Comic Books Magazine

Instant Analysis: Dragons Rioting Vol 1

Posted on the 03 December 2015 by Kaminomi @OrganizationASG

Dragons Rioting 2Dragons Rioting tells a story involving one of the dumbest shounen protagonists in manga history. He has Hentai Syndrome (or whatever Tsuyoshi Watanabe decided to make up when looking at this list), a rare symptom that can kill him if his “groin” gets sexually aroused. To overcome this symptom, he goes to an all girls school because he thought Nangokuren sounded like an all boys school.

I don’t know either, man.

For clarity, at age 6 Rintaro Tachibana was diagnosed with Hentai Syndrome. He trained under his father (who’s always dressed in a Gi for some reason) to subdue his animal desires. To avoid his symptom from flaring up, he decided to attend Nangokuren High School because it was an all-boys school. Little did he know because he did no research whatsoever because his brain’s made of bricks, it was formerly an all-girls school that decided to go coed.

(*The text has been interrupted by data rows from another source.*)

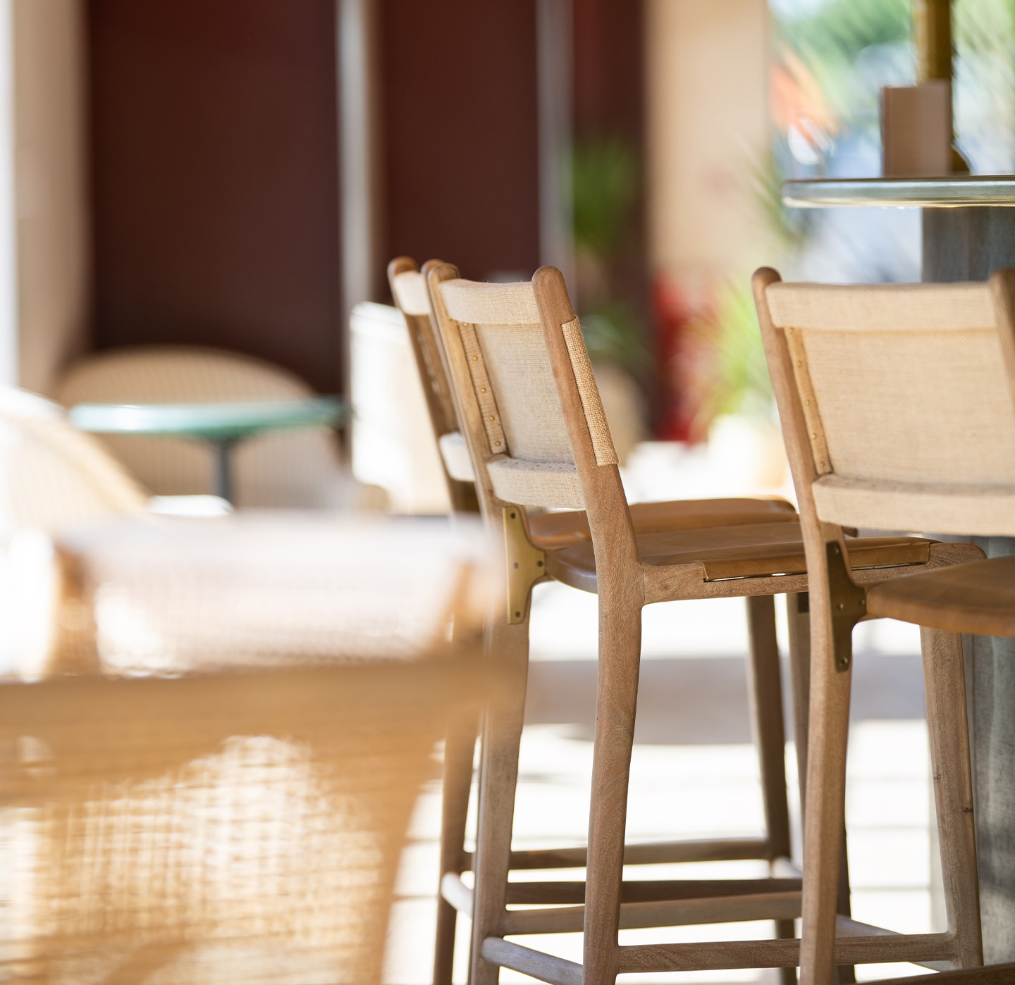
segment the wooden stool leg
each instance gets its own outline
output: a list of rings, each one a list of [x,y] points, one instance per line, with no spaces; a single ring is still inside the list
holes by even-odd
[[[465,827],[472,792],[472,761],[478,722],[453,725],[445,736],[444,784],[441,804],[441,876],[461,875]],[[451,985],[455,964],[458,911],[437,895],[437,926],[433,947],[433,985]]]
[[[613,985],[617,977],[617,924],[627,786],[641,655],[641,608],[623,604],[623,600],[617,602],[600,594],[596,745],[585,892],[584,985]]]
[[[811,654],[800,982],[829,985],[834,974],[852,672],[835,670],[830,632],[816,633],[812,640],[819,645]]]
[[[496,985],[499,968],[482,958],[483,940],[498,936],[506,910],[518,753],[529,669],[529,620],[509,625],[503,616],[489,631],[489,652],[500,674],[486,710],[479,767],[479,821],[473,871],[471,985]]]
[[[754,744],[761,771],[765,837],[769,857],[790,857],[790,808],[786,797],[786,727],[783,717],[783,679],[775,635],[775,601],[754,595],[747,603],[750,640],[748,694]],[[775,936],[794,937],[792,920],[775,921]],[[796,985],[795,968],[782,969],[783,985]]]
[[[790,637],[790,691],[793,695],[793,731],[797,747],[797,775],[800,780],[800,805],[807,802],[807,728],[810,716],[811,691],[811,619],[810,596],[806,591],[786,596],[786,616]],[[845,826],[842,826],[842,848],[839,852],[838,903],[836,909],[850,915],[850,868],[847,860]],[[838,985],[857,980],[852,965],[836,969]]]
[[[948,930],[955,935],[955,964],[972,968],[983,965],[984,951],[962,638],[922,627],[920,640]]]
[[[790,693],[793,695],[793,743],[797,747],[797,776],[801,807],[807,801],[807,719],[811,707],[811,619],[806,591],[786,596],[790,637]]]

Not surprisingly, aside from all of its attempts at arousing the main character and the readers, it is a battle manga. There are teams within the school that are fighting for supremacy, and they all have an idea of how they want to run the school. Rintaro sides with first year Ayane and her friends while doing what he can to transfer immediately. Meanwhile, two other characters will soon get themselves involved with Rintaro, and I’m pretty sure I’m not going to care.

There are definitely problems with this work, mainly stemming from its empty plot line — Freezing has a better involving storyline, and that has its own issues. Maybe a closer comparison to Dragons Rioting would be High School of Dead, but the art in this volume isn’t all that impressive. I mean the battle that takes place early in the first chapter is more or less unremarkable because of the moves that are executed and the personalities of those fighting. Maybe Rino, one of the three main girls in this manga, has something in her, but no one else is all that interesting. It might be best to check out Tenjho Tenge instead of…whatever this is.

A review copy was provided by Yen Press.